L'affaire remonte à début janvier : Robert Williams est arrêté à Detroit et passe 30 heures en détention parce qu'un logiciel a jugé identique la photo de son permis de conduire et l'image d'un voleur de montres capturée par des caméras de surveillance. À tort. Pour l'Union américaine des libertés civiles (ACLU), qui a porté plainte en son nom le 24 juin, "bien qu'il soit le premier cas connu, il n'est probablement pas la première personne qui a été arrêtée et interrogée à tort sur la base d'une fausse reconnaissance faciale" .

Pour Joy Buolamwini, fondatrice du groupe d'activistes Algorithmic Justice League, cette affaire est révélatrice "de la façon dont le racisme systémique peut être encodé et reflété dans les intelligences artificielles (IA)" . Sous la pression d'associations comme la puissante ACLU, Microsoft, Amazon et IBM avaient d'ailleurs annoncé début juin restreindre l'utilisation de leurs outils d'analyse de visages par les forces de l'ordre.

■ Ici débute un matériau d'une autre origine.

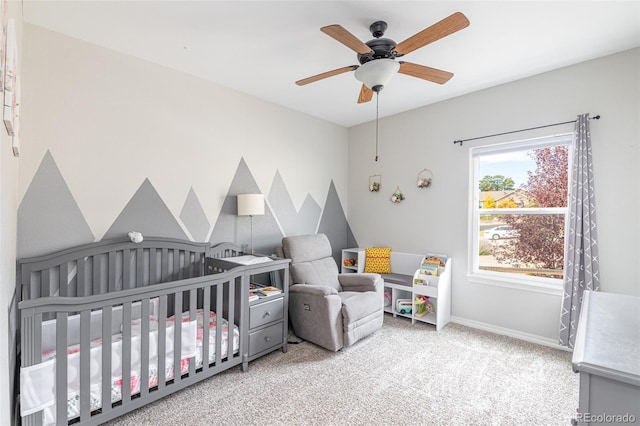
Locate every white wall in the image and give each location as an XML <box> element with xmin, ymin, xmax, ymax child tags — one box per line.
<box><xmin>0</xmin><ymin>2</ymin><xmax>22</xmax><ymax>425</ymax></box>
<box><xmin>19</xmin><ymin>24</ymin><xmax>347</xmax><ymax>239</ymax></box>
<box><xmin>7</xmin><ymin>21</ymin><xmax>348</xmax><ymax>425</ymax></box>
<box><xmin>348</xmin><ymin>49</ymin><xmax>640</xmax><ymax>342</ymax></box>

L'IA est fondée sur l'apprentissage automatisé à partir de données insérées par le concepteur, que la machine analyse. Si ces données sont biaisées, le résultat est faussé. Une étude du Massachussets Institute of Technology parue en février 2018 a ainsi révélé une forte disparité selon les groupes de population, avec des taux d'erreur de moins de 1% pour les hommes blancs, et allant jusqu'à 35% pour les femmes noires, dans les principaux logiciels de reconnaissance faciale passés au crible.

Thermomètre et pistolet

Dans un tweet devenu viral, Nicolas Kayser-Bril, de l'ONG Algorithm Watch, montre que confronté à des images d'individus tenant un thermomètre frontal, le programme d'analyse d'images "Google Vision" reconnaissait des "jumelles" dans une main à peau blanche mais identifiait "un pistolet" dans la main à peau noire. Selon lui, ce biais était "probablement dû au fait que les images utilisées dans la base de données qui comportaient des personnes noires étaient plus souvent associées à la violence, que celles avec des personnes blanches" .

Google a reconnu auprès d'Algorithm Watch un résultat "inacceptable". Or des logiciels de ce type sont légion, et commercialisés auprès d'entreprises et d'administrations du monde entier, pas seulement par de grands noms de la tech. "Cela rend très difficile l'identification des conditions dans lesquelles l'ensemble de données a été collecté, des caractéristiques de ces images, de la façon dont l'algorithme a été formé", estime Seda Gürses, chercheuse à l'université de technologie de Delft aux Pays-Bas.

Cette multiplicité d'acteurs permet de réduire les coûts, mais cette complexité brouille le traçage et l'attribution de responsabilités, selon la chercheuse. "Un policier raciste peut être formé ou remplacé, tandis que dans le cas d'un algorithme", les décisions dans les entreprises sont déterminées par cet algorithme, qui obéit à des critères avant tout économiques, selon Seda Gürses.

Un constat qui s'applique aussi à des programmes prétendant prédire des comportements criminels. En témoigne une récente polémique autour d'un logiciel se vantant de "prédire avec 80% de précision si une personne est criminelle en se basant uniquement sur une photo de son visage". Plus de 2 000 personnes, dont de nombreux scientifiques, ont signé une pétition demandant à l'éditeur Springer Nature de ne pas publier un article consacré à cette technologie mise au point par plusieurs professeurs de l'université de Harriburg en Pennsylvanie, et défendue dans cet article. Mais l'éditeur, interrogé par l'AFP, a assuré qu'il n'avait "jamais été accepté pour publication". Le problème, ce n'est pas tant l'algorithme que celui des présupposés des chercheurs, commente Nicolas Kayser-Bril, qui récuse l'approche "purement technologique" .

"Même avec des jeux de données d'excellente qualité, on n'arrive à rien si on ne prend pas en compte toutes les problématiques sociales qu'il y a derrière. Pour cela il faut travailler avec des sociologues, a minima". "Vous ne pouvez pas changer l'histoire du racisme et du sexisme, estime Mutale Nkonde, chercheuse en intelligence artificielle pour les universités de Stanford et Harvard. Mais vous pouvez faire en sorte que l'algorithme ne devienne pas le décideur final".